Writer/director Brian Helgeland's impressively ill-considered The Sin Eater (aka The Order in the States) can proudly take its place in this canon of cinematic cretinism. That it started shooting with such a dishevelled, stupid script is in itself something of a miracle.
Father Alex (Heath Ledger) is a designer-stubbled Catholic cleric who flies to Rome when Cardinal Driscoll (Peter Weller) reveals that his childhood mentor has died in mysterious circumstances.
Aided by fellow God-botherer Thomas (Mark Addy) and wan waif Mara (Shannyn Sossamon), Alex soon discovers a 'Sin Eater' (Benno Fürmann) is at work - an evil eternal being with "the power to grant redemption to the unrepentant", ensuring that the undeserving can enter heaven.
Ignoring the key Christian tenets that no one deserves to enter heaven anyway and that requesting forgiveness is all that's needed to receive it, Helgeland attempts to wrestle with Big Ideas - and ends up in a half nelson.
On the rare occasions that the characters' gobbledygook is comprehensible ("Knowledge is the enemy of faith!"), it ignores the belief system it pertains to exist in. And even allowing for its theological thinness, as a thriller it's pitiable.
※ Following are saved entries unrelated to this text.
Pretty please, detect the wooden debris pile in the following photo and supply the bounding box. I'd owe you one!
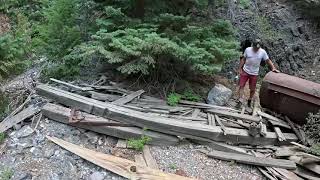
[1,77,319,179]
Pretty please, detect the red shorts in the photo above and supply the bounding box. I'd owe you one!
[239,71,258,90]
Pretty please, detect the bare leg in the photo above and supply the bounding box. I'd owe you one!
[249,89,255,100]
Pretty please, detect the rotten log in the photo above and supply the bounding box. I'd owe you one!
[37,84,298,146]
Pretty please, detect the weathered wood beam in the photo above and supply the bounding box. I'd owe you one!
[47,136,194,180]
[203,150,296,170]
[0,106,40,133]
[37,84,298,146]
[112,90,145,105]
[206,109,261,123]
[42,103,179,146]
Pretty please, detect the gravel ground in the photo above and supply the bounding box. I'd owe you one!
[151,144,264,180]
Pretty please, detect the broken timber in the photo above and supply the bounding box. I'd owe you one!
[42,103,179,146]
[206,109,261,123]
[37,84,298,145]
[47,136,194,180]
[112,90,145,105]
[203,150,296,170]
[0,106,40,133]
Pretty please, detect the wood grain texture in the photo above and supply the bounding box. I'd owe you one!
[112,90,145,105]
[47,136,194,180]
[143,145,159,170]
[37,84,298,146]
[205,150,296,169]
[0,106,40,133]
[42,103,179,146]
[206,109,261,123]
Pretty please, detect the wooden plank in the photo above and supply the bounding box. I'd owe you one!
[206,109,261,123]
[290,156,320,175]
[284,116,306,145]
[143,145,159,170]
[257,167,277,180]
[90,91,121,102]
[260,122,267,137]
[207,113,215,126]
[37,84,298,146]
[42,103,179,146]
[274,127,286,141]
[214,114,227,135]
[0,106,40,133]
[178,100,239,112]
[203,150,296,169]
[50,78,93,91]
[47,136,194,180]
[195,140,248,155]
[257,111,291,129]
[116,139,127,148]
[291,142,310,151]
[135,154,147,166]
[191,109,200,118]
[112,90,145,105]
[294,166,320,180]
[273,168,303,180]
The 'scary' scenes can't elicit as much interest as the dialogue does laughter ("[They were] Demon spawn in the guise of children. Nothing I couldn't handle"), while Fürmann is demonically bland.
There are hints that the central idea could make for an interesting exploration of the Church's institutional abuse of power - and Ledger remains implausibly charismatic - but the biggest fear The Sin Eater brings is the thought that you may have to watch it again. Save us.